The invention belongs to radionavigation field of locating technology, a kind of fingerprint image searching method of steepest descending manner in fingerprint location is provided.The present invention is by gradually determining search center and searching for the neighbouring reference point RP in its periphery；Every one circle of search, then record this and enclose the Euclidean distance in all RP between the signal characteristic TP of user's actual measurement, using the smallest RP of Euclidean distance as the central point of next circle search.K RP nearest away from TP in signal space Euclidean distance is constantly updated in every layer of search process.When continuous search L times and K RP does not change, then assert that this K RP is finally to select, for the reference point of location estimation, and bring into KNN algorithm and resolved, instead of traditional method for carrying out sequential search to fingerprint image.The invention has the advantages that the available promotion of positioning accuracy, compared with the conventional method of not sub-clustering, search speed is faster compared with the conventional method positioned after sub-clustering.

Description

The fingerprint image searching method of steepest descending manner in a kind of fingerprint location

Technical field

The invention belongs to radionavigation field of locating technology, are related to fingerprint location technology, are related specifically to a kind of finger The fingerprint image searching method of steepest descending manner in line positioning.

Background technique

Fingerprint location technology refers in by localization region, by the means of point-to-point measurement, by physical spatial location and letter Mapping relations are established between number space characteristics, user can estimate self-position by comparing the mapping relations.Physical space position It sets the mapping relations established between signal space feature generally to store by way of database, which is referred to as fingerprint Figure；Fingerprint image is made of several reference points (RP), its physical location and signal characteristic vector are stored in each RP.

It is empty that RP all in the signal characteristic (TP) and fingerprint image of itself measurement is carried out signal in position fixing process by user Between Euclidean distance calculating, investigate the similarity between the two, and record K nearest RP of the Euclidean distance between TP.Pass through this K The position of a RP can make estimation to the position of user, i.e., positioned by KNN algorithm.

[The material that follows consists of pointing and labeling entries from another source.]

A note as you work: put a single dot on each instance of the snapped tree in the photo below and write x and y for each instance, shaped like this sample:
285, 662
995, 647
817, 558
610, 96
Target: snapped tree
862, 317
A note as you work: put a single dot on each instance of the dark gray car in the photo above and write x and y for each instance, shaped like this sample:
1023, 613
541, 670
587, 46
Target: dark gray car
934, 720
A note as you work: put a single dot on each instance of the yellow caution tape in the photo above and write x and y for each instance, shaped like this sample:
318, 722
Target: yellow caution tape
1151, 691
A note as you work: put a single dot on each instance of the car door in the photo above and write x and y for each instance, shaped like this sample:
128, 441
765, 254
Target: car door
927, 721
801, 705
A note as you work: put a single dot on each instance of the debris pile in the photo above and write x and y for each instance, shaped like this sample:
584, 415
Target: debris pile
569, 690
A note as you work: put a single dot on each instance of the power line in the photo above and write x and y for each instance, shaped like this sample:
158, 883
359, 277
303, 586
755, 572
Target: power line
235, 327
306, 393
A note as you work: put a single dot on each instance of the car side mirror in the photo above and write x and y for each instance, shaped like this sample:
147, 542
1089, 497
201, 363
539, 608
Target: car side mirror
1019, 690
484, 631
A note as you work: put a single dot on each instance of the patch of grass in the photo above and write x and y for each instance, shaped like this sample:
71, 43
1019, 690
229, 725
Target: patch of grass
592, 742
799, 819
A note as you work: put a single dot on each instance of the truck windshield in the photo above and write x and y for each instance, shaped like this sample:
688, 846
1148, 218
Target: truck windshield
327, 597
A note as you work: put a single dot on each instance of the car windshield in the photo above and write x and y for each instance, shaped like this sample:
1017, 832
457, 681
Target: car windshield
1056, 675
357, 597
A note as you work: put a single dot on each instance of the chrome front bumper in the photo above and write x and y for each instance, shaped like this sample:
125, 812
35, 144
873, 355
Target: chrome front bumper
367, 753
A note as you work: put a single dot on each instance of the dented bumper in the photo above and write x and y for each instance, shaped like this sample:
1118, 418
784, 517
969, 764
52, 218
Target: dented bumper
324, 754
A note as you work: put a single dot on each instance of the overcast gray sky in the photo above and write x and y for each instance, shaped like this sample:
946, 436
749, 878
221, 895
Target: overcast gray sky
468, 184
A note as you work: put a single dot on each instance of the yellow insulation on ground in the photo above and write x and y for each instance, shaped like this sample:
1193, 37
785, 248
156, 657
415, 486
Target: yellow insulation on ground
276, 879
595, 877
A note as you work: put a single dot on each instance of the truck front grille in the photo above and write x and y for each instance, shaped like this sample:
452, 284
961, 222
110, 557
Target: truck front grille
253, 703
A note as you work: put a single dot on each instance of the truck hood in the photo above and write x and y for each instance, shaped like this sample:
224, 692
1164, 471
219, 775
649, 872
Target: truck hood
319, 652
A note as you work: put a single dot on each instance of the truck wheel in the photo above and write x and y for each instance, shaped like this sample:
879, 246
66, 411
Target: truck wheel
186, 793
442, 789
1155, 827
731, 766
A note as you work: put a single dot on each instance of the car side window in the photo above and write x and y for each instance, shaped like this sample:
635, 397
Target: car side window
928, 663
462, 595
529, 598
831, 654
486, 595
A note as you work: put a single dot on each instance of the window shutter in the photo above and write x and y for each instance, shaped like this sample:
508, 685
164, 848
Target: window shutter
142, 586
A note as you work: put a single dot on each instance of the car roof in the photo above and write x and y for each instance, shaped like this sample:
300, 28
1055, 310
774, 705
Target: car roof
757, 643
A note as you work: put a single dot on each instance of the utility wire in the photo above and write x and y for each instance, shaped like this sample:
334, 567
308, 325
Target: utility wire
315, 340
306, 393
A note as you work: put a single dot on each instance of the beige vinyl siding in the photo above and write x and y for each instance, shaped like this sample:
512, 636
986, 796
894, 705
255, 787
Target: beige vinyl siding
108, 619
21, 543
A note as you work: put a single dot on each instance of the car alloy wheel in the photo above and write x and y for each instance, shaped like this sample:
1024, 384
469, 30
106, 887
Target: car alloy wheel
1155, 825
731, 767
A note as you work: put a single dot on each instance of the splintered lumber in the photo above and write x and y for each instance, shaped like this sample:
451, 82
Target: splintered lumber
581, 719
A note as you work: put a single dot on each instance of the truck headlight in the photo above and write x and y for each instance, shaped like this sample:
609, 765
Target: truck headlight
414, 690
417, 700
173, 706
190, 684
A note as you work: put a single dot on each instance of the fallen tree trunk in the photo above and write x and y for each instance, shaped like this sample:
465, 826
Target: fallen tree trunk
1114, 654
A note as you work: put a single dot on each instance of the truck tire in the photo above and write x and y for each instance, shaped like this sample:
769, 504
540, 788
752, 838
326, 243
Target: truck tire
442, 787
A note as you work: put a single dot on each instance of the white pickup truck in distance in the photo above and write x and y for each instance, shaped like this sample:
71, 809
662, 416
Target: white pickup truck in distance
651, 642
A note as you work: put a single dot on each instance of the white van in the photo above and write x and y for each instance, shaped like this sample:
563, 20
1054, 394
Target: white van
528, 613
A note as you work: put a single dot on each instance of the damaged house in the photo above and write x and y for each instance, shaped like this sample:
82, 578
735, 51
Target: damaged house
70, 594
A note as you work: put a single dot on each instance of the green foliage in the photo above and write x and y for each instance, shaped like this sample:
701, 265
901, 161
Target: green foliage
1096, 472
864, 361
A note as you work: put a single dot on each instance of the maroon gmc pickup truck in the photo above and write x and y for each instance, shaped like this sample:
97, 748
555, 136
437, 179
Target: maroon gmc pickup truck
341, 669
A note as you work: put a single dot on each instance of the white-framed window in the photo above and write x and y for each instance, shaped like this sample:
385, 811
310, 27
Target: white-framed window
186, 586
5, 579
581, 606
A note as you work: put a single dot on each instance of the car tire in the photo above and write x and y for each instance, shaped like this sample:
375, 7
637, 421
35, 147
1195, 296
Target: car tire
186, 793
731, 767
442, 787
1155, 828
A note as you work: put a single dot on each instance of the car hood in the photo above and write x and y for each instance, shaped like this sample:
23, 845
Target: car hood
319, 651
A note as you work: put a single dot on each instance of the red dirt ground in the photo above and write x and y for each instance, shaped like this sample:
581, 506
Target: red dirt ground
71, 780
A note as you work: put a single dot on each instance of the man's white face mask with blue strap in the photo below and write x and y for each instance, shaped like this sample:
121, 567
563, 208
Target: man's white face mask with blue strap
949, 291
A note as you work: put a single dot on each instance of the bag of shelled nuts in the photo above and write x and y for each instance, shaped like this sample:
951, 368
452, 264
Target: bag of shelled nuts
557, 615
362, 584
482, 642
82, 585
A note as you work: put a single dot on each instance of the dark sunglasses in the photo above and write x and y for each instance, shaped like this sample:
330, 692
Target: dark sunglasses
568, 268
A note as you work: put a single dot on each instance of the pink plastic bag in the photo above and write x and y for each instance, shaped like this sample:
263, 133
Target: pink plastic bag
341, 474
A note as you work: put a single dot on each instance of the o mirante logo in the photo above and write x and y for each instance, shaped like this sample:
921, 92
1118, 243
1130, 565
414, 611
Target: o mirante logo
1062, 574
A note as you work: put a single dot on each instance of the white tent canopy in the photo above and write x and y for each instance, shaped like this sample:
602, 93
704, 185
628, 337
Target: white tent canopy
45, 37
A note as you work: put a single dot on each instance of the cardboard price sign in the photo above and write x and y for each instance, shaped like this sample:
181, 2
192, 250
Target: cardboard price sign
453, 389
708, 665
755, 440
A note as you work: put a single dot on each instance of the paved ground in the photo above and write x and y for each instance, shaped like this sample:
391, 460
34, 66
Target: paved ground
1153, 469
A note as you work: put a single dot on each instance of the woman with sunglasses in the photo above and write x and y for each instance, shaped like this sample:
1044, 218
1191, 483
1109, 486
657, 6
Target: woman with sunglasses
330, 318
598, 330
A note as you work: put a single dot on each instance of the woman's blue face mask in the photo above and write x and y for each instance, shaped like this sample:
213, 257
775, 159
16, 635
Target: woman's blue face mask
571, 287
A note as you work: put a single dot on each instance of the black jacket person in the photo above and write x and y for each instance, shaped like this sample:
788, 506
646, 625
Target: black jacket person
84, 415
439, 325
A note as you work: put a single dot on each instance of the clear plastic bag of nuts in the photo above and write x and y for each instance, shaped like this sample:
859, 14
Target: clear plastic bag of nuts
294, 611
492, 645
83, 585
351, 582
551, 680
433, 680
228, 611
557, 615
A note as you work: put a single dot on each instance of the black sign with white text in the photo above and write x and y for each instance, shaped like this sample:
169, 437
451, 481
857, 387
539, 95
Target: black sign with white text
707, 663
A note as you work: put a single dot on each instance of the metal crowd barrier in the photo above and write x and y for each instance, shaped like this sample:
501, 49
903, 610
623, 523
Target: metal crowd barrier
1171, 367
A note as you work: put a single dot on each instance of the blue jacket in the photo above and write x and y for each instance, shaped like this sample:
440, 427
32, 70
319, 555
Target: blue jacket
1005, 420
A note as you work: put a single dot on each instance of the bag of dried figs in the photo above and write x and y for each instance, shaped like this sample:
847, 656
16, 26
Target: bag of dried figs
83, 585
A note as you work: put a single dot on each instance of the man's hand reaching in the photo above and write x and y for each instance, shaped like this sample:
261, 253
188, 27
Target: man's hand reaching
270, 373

It is signal characteristic (TP) the most similar reference point (RP) for searching out K with user's actual measurement in fingerprint location, refers to Line location algorithm needs are traversed on whole fingerprint image, calculate the Euclidean distance between all RP and TP, i.e., in fingerprint location Often face that fingerprint image is excessive, positioning real-time bad problem excessive so as to cause the volumes of searches positioned every time.To accelerate to be somebody's turn to do Process, conventional solution are the search work amounts in order to reduce system to fingerprint image, carry out sub-clustering to fingerprint image.User exists The progress Euclidean distance operation between cluster head (can be considered a signal characteristic vector for characterizing entire cluster) is first passed through before specific positioning, The cluster locating for itself is found out, and carries out traversal search on the fingerprint image of the cluster to position.Thus then by the search work of fingerprint image Make classification to carry out, reduces volumes of searches.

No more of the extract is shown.